Earlier this month, we looked at Apple’s announcement saying that they would be scanning the photos and encrypted messages of users, seeking to detect child pornography and report users trading in such images and videos. While nearly everyone (hopefully) agrees that cracking down on people who traffic in the sexual abuse of children is a worthy goal, concerns were immediately raised over the level of invasive scrutiny Apple would be applying to its users. There were also questions about the volume of data that would be harvested and where it might all end up.
This week, a coalition of nearly 100 policy groups and privacy advocates from around the globe signed off on a letter asking Apple to put the brakes on this plan. They expressed concerns over the likelihood that such a sweeping net would end up censoring protected speech and damaging privacy rights. Ironically, they also cited the possibility that such a policy could wind up hurting vulnerable children rather than protecting them. (Reuters)

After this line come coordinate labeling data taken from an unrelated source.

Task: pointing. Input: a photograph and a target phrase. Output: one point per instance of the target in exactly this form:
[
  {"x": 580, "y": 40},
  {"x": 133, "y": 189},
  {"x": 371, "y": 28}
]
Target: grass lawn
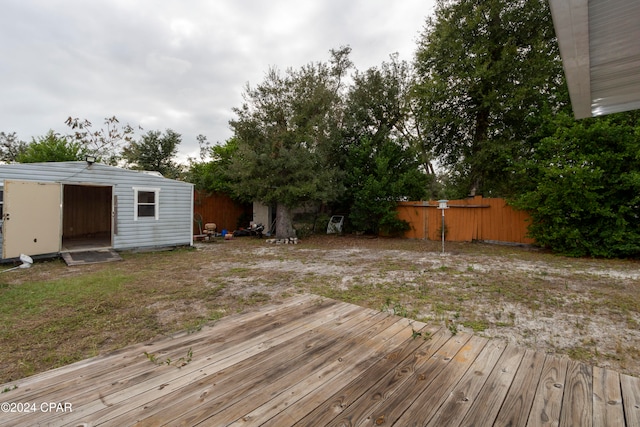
[{"x": 52, "y": 315}]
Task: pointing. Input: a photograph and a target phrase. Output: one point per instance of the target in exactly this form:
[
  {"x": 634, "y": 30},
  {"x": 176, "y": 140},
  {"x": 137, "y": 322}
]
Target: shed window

More than 90 policy and rights groups around the world published an open letter on Thursday urging Apple (AAPL.O) to abandon plans for scanning children’s messages for nudity and the phones of adults for images of child sex abuse.
“Though these capabilities are intended to protect children and to reduce the spread of child sexual abuse material, we are concerned that they will be used to censor protected speech, threaten the privacy and security of people around the world, and have disastrous consequences for many children,” the groups wrote in the letter, which was first reported by Reuters.

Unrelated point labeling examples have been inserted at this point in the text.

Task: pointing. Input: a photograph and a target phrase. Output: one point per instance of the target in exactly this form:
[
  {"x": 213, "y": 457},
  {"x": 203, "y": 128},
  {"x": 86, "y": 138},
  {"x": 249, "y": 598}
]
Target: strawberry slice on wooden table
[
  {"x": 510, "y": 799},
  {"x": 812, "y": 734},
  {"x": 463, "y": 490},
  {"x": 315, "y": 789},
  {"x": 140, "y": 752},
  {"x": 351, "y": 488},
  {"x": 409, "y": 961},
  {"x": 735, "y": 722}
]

The largest campaign to date over an encryption issue at a single company was organized by the U.S.-based nonprofit Center for Democracy & Technology (CDT).

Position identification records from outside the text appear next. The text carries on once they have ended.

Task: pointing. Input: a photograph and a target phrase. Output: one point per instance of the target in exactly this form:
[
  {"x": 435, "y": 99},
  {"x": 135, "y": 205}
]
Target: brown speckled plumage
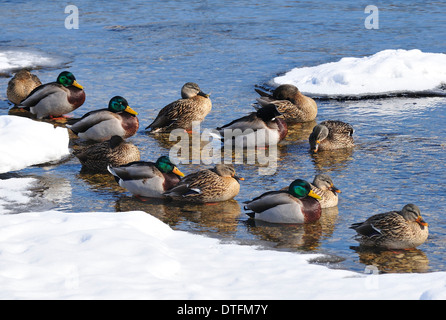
[
  {"x": 403, "y": 229},
  {"x": 115, "y": 152},
  {"x": 331, "y": 135},
  {"x": 209, "y": 185},
  {"x": 21, "y": 85},
  {"x": 194, "y": 106}
]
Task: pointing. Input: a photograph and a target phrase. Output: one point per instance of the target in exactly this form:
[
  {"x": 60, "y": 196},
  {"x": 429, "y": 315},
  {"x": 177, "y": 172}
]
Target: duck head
[
  {"x": 191, "y": 89},
  {"x": 268, "y": 113},
  {"x": 412, "y": 213},
  {"x": 166, "y": 166},
  {"x": 300, "y": 189},
  {"x": 119, "y": 104},
  {"x": 67, "y": 79}
]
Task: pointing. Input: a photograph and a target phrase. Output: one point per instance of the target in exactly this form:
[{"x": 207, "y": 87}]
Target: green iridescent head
[
  {"x": 300, "y": 189},
  {"x": 119, "y": 104},
  {"x": 67, "y": 79},
  {"x": 166, "y": 166}
]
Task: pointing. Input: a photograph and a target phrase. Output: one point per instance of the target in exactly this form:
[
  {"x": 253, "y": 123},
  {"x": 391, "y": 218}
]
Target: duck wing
[
  {"x": 41, "y": 92},
  {"x": 92, "y": 118},
  {"x": 269, "y": 200}
]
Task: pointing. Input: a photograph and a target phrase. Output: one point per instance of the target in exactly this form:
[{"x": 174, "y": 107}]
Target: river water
[{"x": 146, "y": 50}]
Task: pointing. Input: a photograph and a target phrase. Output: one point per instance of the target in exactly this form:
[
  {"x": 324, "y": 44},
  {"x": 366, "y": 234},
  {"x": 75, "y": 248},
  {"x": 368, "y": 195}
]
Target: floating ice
[
  {"x": 386, "y": 72},
  {"x": 25, "y": 142},
  {"x": 13, "y": 59}
]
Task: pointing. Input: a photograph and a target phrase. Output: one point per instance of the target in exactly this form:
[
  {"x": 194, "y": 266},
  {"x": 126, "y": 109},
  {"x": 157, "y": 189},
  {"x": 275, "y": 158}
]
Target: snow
[
  {"x": 388, "y": 71},
  {"x": 25, "y": 142},
  {"x": 12, "y": 59}
]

Rather than conceding, Apple responded by saying once again that they have built “protections” into the system that will prevent abuse of it. They also don’t seem terribly concerned over the weakening of encryption protocols as long as they are the ones weakening them.
But how could this plan actually endanger children rather than protecting them? The groups signing off on the letter expressed concerns over a filter that would blur images containing nudity on the accounts of minors, only allowing them to view the content if their parent or guardian approved it. They say that this could create danger for children in less tolerant households even if the content they were accessing was strictly educational in nature.
I suppose that could be true if the child was seeking medical information. But how much medical imagery including nudity is out there and publicly available? Even if it’s far more than I would have guessed, the majority of nude images on the internet tend to have at least some erotic connotations.
The other major stumbling block has nothing to do with protecting children. Advocates are concerned that this change will introduce a back door to Apple’s famous end-to-end encryption regimen. And once the back door is installed, the government could compel providers to give them access to it. That sounds like a more viable objection if your primary interest is in blocking the government from any access to digital records. But it doesn’t address the question of instances where law enforcement may require such data to solve crimes, including child abuse, when no other avenue to evidence collection is available.